If you have room in your portfolio for some new additions in October, then you might want to consider the two ASX growth shares listed below.
Both have recently been named as buys by experts and tipped to climb meaningfully higher from current levels. Here's what you need to know:
IDP Education Ltd (ASX: IEL)
The first ASX growth share that has been named as a buy is language testing and student placement company IDP Education.
IDP is the co-owner of the IELTS test, which is the English test that is trusted by more governments, universities, and organisations than any other. This puts it in a great position to benefit from increasing demand for language testing, particularly given its strong position in key markets like India.
Goldman Sachs is a big fan of the company and is expecting strong underlying system demand to result its stellar earnings growth through to FY 2025. It commented:
IEL is trading c.40% below its 5-yr average P/E premium to the ASX200 Industrials with a forecast 37% FY22-25E EPS CAGR, we remain Buy-rated. We have upgraded EPS in FY23/FY24 by 1.7%/0.8% on the back of the stronger FY22 result, continued strong revenue growth and margin expansion.

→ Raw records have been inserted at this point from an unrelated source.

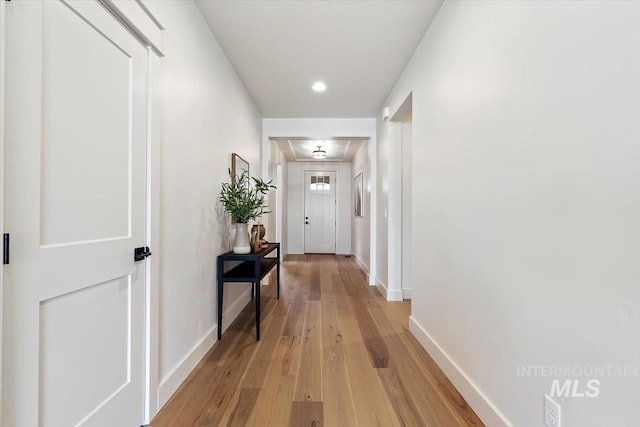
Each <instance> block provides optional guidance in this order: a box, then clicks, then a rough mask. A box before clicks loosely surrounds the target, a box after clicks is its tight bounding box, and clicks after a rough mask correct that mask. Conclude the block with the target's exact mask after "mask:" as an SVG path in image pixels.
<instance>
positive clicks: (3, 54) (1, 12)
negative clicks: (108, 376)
mask: <svg viewBox="0 0 640 427" xmlns="http://www.w3.org/2000/svg"><path fill="white" fill-rule="evenodd" d="M5 13H6V10H5V2H4V1H0V76H3V77H4V76H5V75H6V74H5V53H6V45H5V43H6V40H7V38H6V28H7V26H6V25H5V23H6V22H5V21H6V19H5ZM4 111H5V80H4V79H0V206H3V208H1V209H0V230H1V231H2V233H4V232H5V231H6V230H5V229H4V206H5V204H4V184H5V179H4V161H5V141H4ZM3 280H4V267H2V271H1V272H0V420H1V419H2V401H3V399H2V383H3V381H2V366H3V363H2V354H3V350H2V349H3V342H4V340H3V335H2V331H3V329H4V312H3V310H2V307H4V285H3Z"/></svg>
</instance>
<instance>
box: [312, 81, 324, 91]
mask: <svg viewBox="0 0 640 427" xmlns="http://www.w3.org/2000/svg"><path fill="white" fill-rule="evenodd" d="M311 89H313V90H315V91H316V92H324V91H325V90H327V85H326V84H324V83H322V82H315V83H314V84H313V86H311Z"/></svg>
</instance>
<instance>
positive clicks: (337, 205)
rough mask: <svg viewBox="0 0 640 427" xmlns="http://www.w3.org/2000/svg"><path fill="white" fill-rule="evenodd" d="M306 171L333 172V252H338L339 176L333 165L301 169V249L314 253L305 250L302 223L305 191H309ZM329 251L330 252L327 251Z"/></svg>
mask: <svg viewBox="0 0 640 427" xmlns="http://www.w3.org/2000/svg"><path fill="white" fill-rule="evenodd" d="M307 173H317V174H321V173H333V174H334V175H335V179H334V180H333V181H334V182H333V185H334V186H335V188H334V190H333V204H334V209H335V210H334V213H333V215H334V227H333V253H334V254H336V255H337V254H338V235H339V233H338V230H339V229H340V228H339V225H340V224H339V223H340V221H339V217H338V214H339V212H340V210H339V208H338V176H339V173H340V172H339V168H338V167H335V169H333V168H331V167H328V168H322V167H320V168H318V169H312V170H309V169H303V170H302V203H303V209H302V212H303V215H304V217H305V220H303V221H302V222H303V228H302V251H303V252H304V253H305V254H306V253H314V252H307V232H306V230H305V227H304V225H306V217H307V194H308V193H307V192H308V191H309V183H308V182H307ZM328 253H331V252H328Z"/></svg>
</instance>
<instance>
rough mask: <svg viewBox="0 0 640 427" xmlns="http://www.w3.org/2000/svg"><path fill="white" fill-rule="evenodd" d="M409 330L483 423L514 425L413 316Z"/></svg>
mask: <svg viewBox="0 0 640 427" xmlns="http://www.w3.org/2000/svg"><path fill="white" fill-rule="evenodd" d="M409 330H410V331H411V333H412V334H413V336H414V337H416V339H417V340H418V342H420V344H421V345H422V347H423V348H424V349H425V350H426V351H427V353H429V355H430V356H431V357H432V358H433V360H434V361H435V362H436V363H437V364H438V366H439V367H440V369H442V371H443V372H444V373H445V375H446V376H447V378H449V381H451V383H452V384H453V385H454V386H455V388H456V389H457V390H458V391H459V392H460V394H461V395H462V397H464V399H465V400H466V401H467V403H468V404H469V406H471V408H472V409H473V410H474V411H475V413H476V414H477V415H478V417H480V419H481V420H482V422H484V423H485V424H486V425H488V426H492V427H494V426H496V427H512V424H511V423H510V422H509V421H507V419H506V417H505V416H504V415H502V413H501V412H500V411H499V410H498V408H496V407H495V406H494V405H493V404H492V403H491V401H490V400H489V399H488V398H487V397H486V396H485V395H484V393H482V390H480V389H479V388H478V386H476V385H475V384H474V383H473V381H471V379H470V378H469V377H467V375H466V374H465V373H464V372H463V371H462V369H460V367H459V366H458V365H457V364H456V362H455V361H453V360H452V359H451V358H450V357H449V355H448V354H447V353H446V352H445V351H444V350H443V349H442V347H440V346H439V345H438V343H437V342H436V341H435V340H434V339H433V338H432V337H431V335H429V333H428V332H427V331H426V330H425V329H424V328H423V327H422V325H420V324H419V323H418V322H417V321H416V320H415V319H414V318H413V316H409Z"/></svg>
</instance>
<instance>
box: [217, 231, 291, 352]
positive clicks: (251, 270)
mask: <svg viewBox="0 0 640 427" xmlns="http://www.w3.org/2000/svg"><path fill="white" fill-rule="evenodd" d="M273 251H276V256H275V258H274V257H272V256H270V257H267V255H270V254H271V253H272V252H273ZM227 262H229V263H231V262H235V263H238V262H239V264H238V265H236V266H234V267H232V268H230V269H229V270H227V271H225V263H227ZM273 267H276V271H277V274H278V278H277V288H276V295H277V297H278V299H280V243H268V246H267V247H266V248H264V249H262V250H261V251H260V252H252V253H250V254H246V255H238V254H234V253H233V252H227V253H226V254H222V255H219V256H218V274H217V275H218V340H220V339H221V338H222V294H223V291H224V282H245V283H246V282H251V298H253V297H254V293H255V300H256V340H257V341H260V281H261V280H262V278H263V277H264V276H266V275H267V273H269V272H270V271H271V269H273Z"/></svg>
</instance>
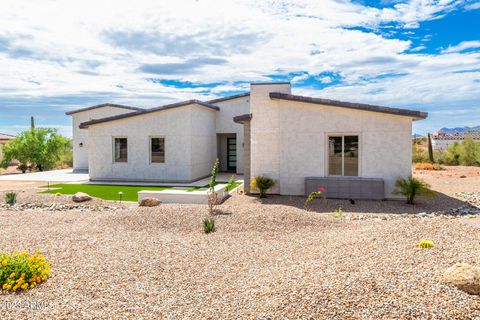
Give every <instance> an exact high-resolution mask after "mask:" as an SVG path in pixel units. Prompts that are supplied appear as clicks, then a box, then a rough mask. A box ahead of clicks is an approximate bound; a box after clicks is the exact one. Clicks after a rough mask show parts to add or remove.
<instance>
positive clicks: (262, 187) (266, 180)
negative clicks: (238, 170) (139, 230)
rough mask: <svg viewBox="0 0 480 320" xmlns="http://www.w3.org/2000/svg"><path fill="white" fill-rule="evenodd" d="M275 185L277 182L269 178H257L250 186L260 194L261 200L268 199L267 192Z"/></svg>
mask: <svg viewBox="0 0 480 320" xmlns="http://www.w3.org/2000/svg"><path fill="white" fill-rule="evenodd" d="M274 185H275V181H273V180H272V179H270V178H269V177H267V176H256V177H255V178H253V180H252V181H251V182H250V186H251V187H252V188H253V189H255V190H258V191H259V192H260V198H266V197H267V190H268V189H270V188H271V187H273V186H274Z"/></svg>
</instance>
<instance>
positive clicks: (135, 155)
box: [88, 106, 217, 181]
mask: <svg viewBox="0 0 480 320" xmlns="http://www.w3.org/2000/svg"><path fill="white" fill-rule="evenodd" d="M192 108H198V107H193V106H185V107H180V108H176V109H171V110H165V111H161V112H155V113H149V114H145V115H141V116H136V117H131V118H125V119H121V120H117V121H111V122H105V123H102V124H97V125H93V126H90V127H89V129H88V137H89V141H90V146H91V148H90V151H89V167H90V168H89V173H90V178H91V179H92V180H111V179H118V180H137V181H140V180H144V181H148V180H152V181H190V180H193V179H194V178H195V177H196V176H197V175H199V174H200V175H202V173H203V172H201V169H195V170H193V169H192V157H193V155H194V154H196V156H197V157H204V155H201V154H200V155H199V154H198V153H197V152H199V151H198V149H197V148H195V151H194V152H192V142H195V143H197V144H198V143H199V141H201V140H203V139H205V135H201V134H199V133H200V132H199V131H198V130H200V129H199V128H198V127H197V126H194V125H192V121H193V122H196V119H195V118H192V117H193V116H195V117H197V118H198V117H199V116H202V117H203V116H204V115H208V114H210V116H206V118H208V117H210V118H213V117H214V115H215V112H217V111H213V110H210V109H206V110H207V111H205V112H206V113H205V112H201V113H197V112H195V114H194V112H192ZM200 108H203V107H200ZM209 121H210V123H212V122H213V120H209ZM193 128H195V129H193ZM212 130H213V128H212ZM193 132H196V134H199V138H198V140H197V139H193V137H192V134H193ZM151 136H160V137H162V136H163V137H165V163H150V156H149V155H150V144H149V137H151ZM211 136H212V137H213V136H214V132H212V134H211ZM113 137H127V138H128V162H127V163H114V162H113ZM212 144H213V143H212ZM211 158H212V157H210V158H209V160H205V161H206V162H210V160H211ZM197 165H198V164H197ZM202 168H203V167H202ZM210 169H211V167H210ZM210 169H209V170H208V171H210ZM206 174H208V172H205V173H204V174H203V175H206Z"/></svg>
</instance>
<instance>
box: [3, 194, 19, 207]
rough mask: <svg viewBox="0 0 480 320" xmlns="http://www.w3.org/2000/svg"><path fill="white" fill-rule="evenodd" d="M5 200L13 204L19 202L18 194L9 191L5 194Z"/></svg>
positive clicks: (9, 204) (12, 205)
mask: <svg viewBox="0 0 480 320" xmlns="http://www.w3.org/2000/svg"><path fill="white" fill-rule="evenodd" d="M5 202H6V203H7V204H9V205H11V206H13V205H14V204H15V203H16V202H17V194H16V193H15V192H7V193H6V194H5Z"/></svg>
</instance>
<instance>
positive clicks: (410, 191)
mask: <svg viewBox="0 0 480 320" xmlns="http://www.w3.org/2000/svg"><path fill="white" fill-rule="evenodd" d="M395 187H396V189H395V190H394V191H393V193H394V194H401V195H402V196H405V197H406V198H407V203H408V204H413V200H414V199H415V197H417V196H426V197H434V196H436V193H435V191H433V190H431V189H430V185H429V184H427V183H426V182H424V181H422V180H420V179H417V178H414V177H412V176H410V177H408V178H406V179H405V178H400V179H398V180H397V181H396V182H395Z"/></svg>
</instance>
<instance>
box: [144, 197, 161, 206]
mask: <svg viewBox="0 0 480 320" xmlns="http://www.w3.org/2000/svg"><path fill="white" fill-rule="evenodd" d="M161 203H162V202H161V201H160V200H158V199H156V198H143V199H142V200H140V204H139V206H140V207H156V206H158V205H160V204H161Z"/></svg>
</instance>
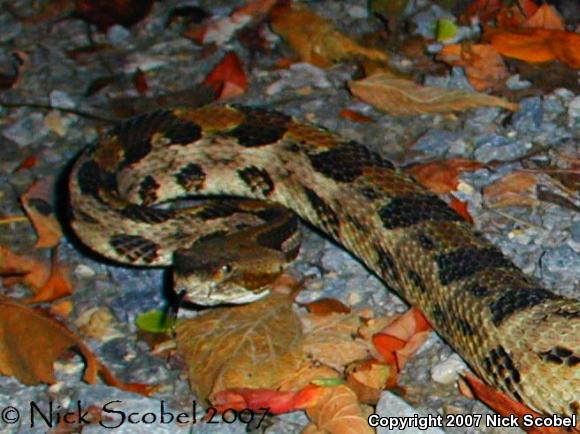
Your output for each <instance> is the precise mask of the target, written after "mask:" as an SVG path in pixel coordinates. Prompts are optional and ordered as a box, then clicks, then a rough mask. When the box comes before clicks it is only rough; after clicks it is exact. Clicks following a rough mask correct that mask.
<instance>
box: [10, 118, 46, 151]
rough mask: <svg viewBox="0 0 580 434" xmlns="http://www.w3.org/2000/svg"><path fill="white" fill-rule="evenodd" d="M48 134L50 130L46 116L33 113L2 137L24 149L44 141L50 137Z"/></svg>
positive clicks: (14, 126)
mask: <svg viewBox="0 0 580 434" xmlns="http://www.w3.org/2000/svg"><path fill="white" fill-rule="evenodd" d="M48 132H49V129H48V127H47V126H46V125H45V124H44V116H42V114H40V113H31V114H30V115H28V116H27V117H25V118H24V119H22V120H20V121H18V122H16V123H15V124H13V125H11V126H9V127H8V128H6V129H5V130H4V131H3V132H2V135H3V136H4V137H6V138H7V139H10V140H12V141H13V142H15V143H17V144H18V146H21V147H23V146H28V145H30V144H31V143H34V142H36V141H38V140H41V139H43V138H44V137H46V136H47V135H48Z"/></svg>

The balance sheet is in a resilient position with c.A$40mn of net cash to facilitate any bolt-on acquisitions or ramp up in organic investment in new offices and technology.
Goldman has a buy rating and $36.00 price target on the company's shares.
Life360 Inc (ASX: 360)
Another ASX growth share that analysts have tipped as a buy is Life360.
Its is a technology company that operates in the digital consumer subscription services market, with a focus on products and services for digitally native families.
The company's flagship product is the Life360 app, which has a whopping 40 million+ active users. It offers families features such as communications, driver safety, and location sharing.
Analysts at Bell Potter are very positive on the company. This is due to its huge total addressable market and material cross selling opportunities following recent acquisitions. It commented:
Life360 has the potential to leverage its large and growing user base to enter new markets and disrupt the legacy incumbents. An example is roadside assistance where Life360 launched a subscription-based product called Driver Protect which disrupted the market and helped enable monetisation of its user base. Other markets Life360 could potentially enter include insurance, item & pet tracking, senior monitoring, home security and/or identity theft.
And while Bell Potter acknowledges that Life360 isn't profitable yet, which has been weighing on its shares this year, it isn't concerned by this. The broker points out that the company is "expected to be operating cash flow positive from 4Q2023 and has more than sufficient cash to fund its operations till then."
In light of this, its analysts see the weakness in the Life360 share price this year as a buying opportunity for investors. Bell Potter has a buy rating and $8.23 price target on its shares.